Voilà qui devrait éviter bien des procédures judiciaires à l’avenir, car le « carried interest » a été un véritable nid de litiges fiscaux jusqu’ici. « À l’heure actuelle, il y a de nombreux litiges en cours concernant le traitement fiscal de revenus de ‘carried interest' », explique Denis-Emmanuel Philippe, avocat associé chez Bloom Law. « La cour d’appel de Bruxelles a, par deux fois en 2019, considéré que les plus-values sur parts de ‘carried interest’ réalisées par des managers de fonds d’investissement étaient imposables au titre de revenus professionnels. Il y a des décisions en sens opposé aussi. Mais cette jurisprudence bruxelloise montre que le risque d’une taxation au titre de revenu professionnel n’est pas à exclure dans certains cas. »

Interrogé sur la portée du texte en préparation dont nous avons eu vent, Me Philippe le juge « plus que bienvenu, car il stimulerait incontestablement l’activité des fonds d’investissement en Belgique ».

Attirera-t-on des gestionnaires britanniques?

« Avec ce nouveau régime, le gestionnaire de fonds d’investissement s’en sort encore à bon compte », estime cet expert. « Certes, il paie un impôt de 20%, ce qui n’est pas si important que cela, sur son revenu de ‘carried interest’. Mais il reçoit la garantie que le fisc n’ira pas tenter de l’imposer au titre de revenu professionnel, avec à la clef une taxation au taux marginal de 50%, comme l’ISI (Inspection spéciale des impôts, NDLR) tente de le faire dans certains dossiers actuellement, avec parfois l’approbation du juge fiscal. »

Pour les professionnels du secteur, le nouveau régime fiscal des revenus de « carried interest » est une mesure équilibrée. « Il faudra voir le texte final, mais l’approche est mesurée », réagit Jan Alexander, secrétaire général de la BVA (Belgian venture capital & private equity association). « Le taux est raisonnable et compétitif par rapport à ce qui prévaut en France et aux Pays-Bas, même si le Luxembourg reste plus attrayant. »

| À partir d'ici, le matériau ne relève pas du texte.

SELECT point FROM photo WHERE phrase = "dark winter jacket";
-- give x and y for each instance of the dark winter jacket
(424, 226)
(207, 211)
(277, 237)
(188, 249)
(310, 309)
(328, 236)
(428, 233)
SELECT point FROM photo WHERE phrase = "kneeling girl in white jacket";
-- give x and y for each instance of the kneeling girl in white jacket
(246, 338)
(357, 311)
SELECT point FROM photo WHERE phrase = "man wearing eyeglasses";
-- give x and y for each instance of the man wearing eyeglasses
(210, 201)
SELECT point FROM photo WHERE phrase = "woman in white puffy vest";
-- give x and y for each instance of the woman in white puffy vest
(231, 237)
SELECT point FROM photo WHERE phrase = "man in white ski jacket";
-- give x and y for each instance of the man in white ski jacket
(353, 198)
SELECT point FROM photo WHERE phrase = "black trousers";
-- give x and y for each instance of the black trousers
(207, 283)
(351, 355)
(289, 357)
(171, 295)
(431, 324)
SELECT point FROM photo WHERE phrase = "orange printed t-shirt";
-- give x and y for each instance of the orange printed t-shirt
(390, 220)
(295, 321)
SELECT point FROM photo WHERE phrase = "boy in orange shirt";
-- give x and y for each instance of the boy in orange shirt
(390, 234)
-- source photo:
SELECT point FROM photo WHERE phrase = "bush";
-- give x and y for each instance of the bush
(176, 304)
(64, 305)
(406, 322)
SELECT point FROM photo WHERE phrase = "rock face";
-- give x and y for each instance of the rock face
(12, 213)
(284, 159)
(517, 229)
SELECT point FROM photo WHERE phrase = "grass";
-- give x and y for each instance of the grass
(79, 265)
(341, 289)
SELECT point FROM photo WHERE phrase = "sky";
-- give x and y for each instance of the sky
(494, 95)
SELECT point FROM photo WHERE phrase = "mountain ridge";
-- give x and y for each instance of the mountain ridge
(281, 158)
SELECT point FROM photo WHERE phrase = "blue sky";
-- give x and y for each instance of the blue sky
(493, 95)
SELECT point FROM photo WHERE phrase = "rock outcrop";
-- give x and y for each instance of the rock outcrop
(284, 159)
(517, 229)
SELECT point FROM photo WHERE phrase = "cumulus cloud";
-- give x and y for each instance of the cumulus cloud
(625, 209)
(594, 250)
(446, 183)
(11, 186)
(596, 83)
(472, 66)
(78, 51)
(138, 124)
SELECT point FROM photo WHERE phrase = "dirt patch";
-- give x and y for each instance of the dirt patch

Le responsable de la fédération belge du private equity se réjouit de l’impossibilité de requalification en revenus professionnels. « C’est une bonne chose, car on a vu l’effet de la décision récente du Royaume-Uni de requalifier le ‘carried interest’ en revenu professionnel », indique Jan Alexander.

Cette réforme portée par le gouvernement britannique alourdira la charge fiscale des gestionnaires d’actifs. Plusieurs grandes firmes de private equity, comme KKR, EQT et Blackstone, ont averti que cette mesure provoquerait un exode des professionnels de l’investissement. Le nouveau régime belge attirera-t-il des gestionnaires d’actifs en quête d’un meilleur sort fiscal?

Le résumé

  • Le gouvernement fédéral prépare, en ce moment, un nouveau régime fiscal pour les revenus de « carried interest ».
  • Cet intéressement aux plus-values est une forme de rémunération courante chez les gestionnaires de private equity.
  • Ces revenus seront taxés à 20%, un taux plus attrayant que celui de la plupart des pays voisins.
  • La fédération belge du private equity juge cette mesure raisonnable.